Modern Wealth's first deal brings billion-dollar firm with radio show

Dean Barber and Bud Kasper
From left to right, financial advisors Dean Barber and Bud Kasper of Barber Financial Group have hosted a radio program in Kansas City called "America's Wealth Management Show" since 2003.
Modern Wealth Management

Modern Wealth Management, a new registered investment advisory firm consolidator, picked a team with 23 financial advisors and $1.5 billion in client assets as the first anchor office hub in a nationwide expansion plan.

Lenexa, Kansas-based Barber Financial Group and two of the firm's advisory practices doing business under the names Osiwala Financial Group and Financial Security sold their assets for an undisclosed amount to Modern Wealth Management, the firms said on April 25. Modern Wealth founders Gary Roth, Mike Capelle and Jason Gordo, former United Capital and Goldman Sachs executives, secured $200 million in financing at the firm's launch last month from private equity investor Crestview Partners.

Led by advisors Dean Barber, Ken Osiwala and Bud Kasper, Barber has three offices in Kansas, Missouri and Michigan with 50 total employees, according to Barber, the founder and longtime host of "The Guided Retirement Show" podcast. Since 2003, he and Kasper have also co-hosted a radio program called "America's Wealth Management Show." 

Joining Modern as the firm's anchor in the Kansas City area has made the 35-year veteran planner "more excited about what we're building today than I've been for the last 15 years," Barber said in an interview.

"I had been approached multiple times over the years by other aggregators and large RIAs that were interested in acquiring my practice," he said. "I didn't want to become just a number. I wanted to build something that would live well beyond me, and I wanted to help as many people as I possibly could."

A growing group of nearly three dozen RIAs are driving the vast majority of the M&A deals and rapidly consolidating the industry, with many of them backed by private equity. Modern Wealth's founding followed that of another new consolidator that launched last year, Choreo, which acquired two firms with at least $1 billion in client assets in one month last November after spinning off from its prior parent company. 

After a deluge of M&A deals since 2016, the average size of an RIA has nearly doubled to $500 million from $228 million that year, consultant Marina Shtyrkov, the associate director of Cerulli Associates' wealth management practice, noted in a webinar last week. Since more big RIAs are turning into buyers of smaller firms, the deal flow is "helping bolster the growth of the larger firms," Shtyrkov said.
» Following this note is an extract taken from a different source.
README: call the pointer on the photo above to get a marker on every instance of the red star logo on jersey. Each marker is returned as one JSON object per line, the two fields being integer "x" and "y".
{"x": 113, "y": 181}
"What we're seeing is that the bottom of the RIA market is either falling out, or it's graduating up into higher apertures," she said. "The RIA space isn't just growing in size, which is a lot of what we hear, right? It's expanding, it's becoming larger, but it's also growing up and getting more mature and more sophisticated in terms of the types of firms that are in the RIA channel."

Barber offers an example, as a firm that has largely seen its assets climb based on organic growth through leads generated by the radio show and its other business development efforts. As part of Modern, the firm will add expertise in M&A dealmaking and capital from the corporate office, Barber noted. 
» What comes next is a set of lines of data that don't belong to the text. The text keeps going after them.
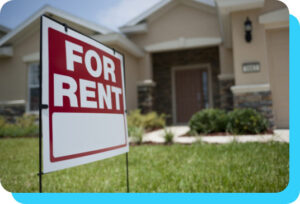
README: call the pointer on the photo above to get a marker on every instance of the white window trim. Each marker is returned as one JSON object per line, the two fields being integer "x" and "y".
{"x": 173, "y": 81}
{"x": 28, "y": 89}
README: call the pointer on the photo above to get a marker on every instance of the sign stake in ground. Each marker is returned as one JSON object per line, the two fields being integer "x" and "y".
{"x": 83, "y": 107}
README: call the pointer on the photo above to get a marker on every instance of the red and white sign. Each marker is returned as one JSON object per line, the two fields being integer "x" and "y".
{"x": 83, "y": 86}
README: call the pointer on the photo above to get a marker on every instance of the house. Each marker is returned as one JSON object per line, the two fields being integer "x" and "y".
{"x": 181, "y": 56}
In addition to the Lenexa office, Barber has locations in Lee's Summit, Missouri, and Troy, Michigan. At least 10 of the RIA's advisors are brokers with Mutual Securities, an affiliation they'll retain after the merger with the long-term goal of converting fully to advisory business.  

All employees have received offers for the same positions under Modern, with some identified for potential bigger roles after the merger, Modern Wealth President Jason Gordo said in an interview. Modern Wealth aims to establish three or four hubs on either coast or in other large markets, he said.

"We wanted those hub locations to be of size, to have a great team and a great way of doing business," Gordo said, noting that he has known Barber for at least eight years. "As we were developing our business plans and our model, we were looking for firms like Barber Financial Group."

Barber's record on the Securities and Exchange Commission's database includes four settlements of client complaints and one arbitration award totaling $357,000, as well as three state regulator sanctions adding up to $2,250. Barber denied wrongdoing in any of the cases, saying that he settled the complaints to avoid litigation costs on the instruction of insurance carriers and that assistants had failed to make certain disclosures to state agencies. 

The firm has hired a former FINRA regional director to be its chief compliance officer, Gordo noted. Many planners "have marks on their record from a worldwide economic meltdown that advisors had little control over," Gordo said.

The Modern team has more deals in the works after completing its first one.

"We've been quite busy with inbound communication from advisors in the industry looking to learn a lot more," Gordo said.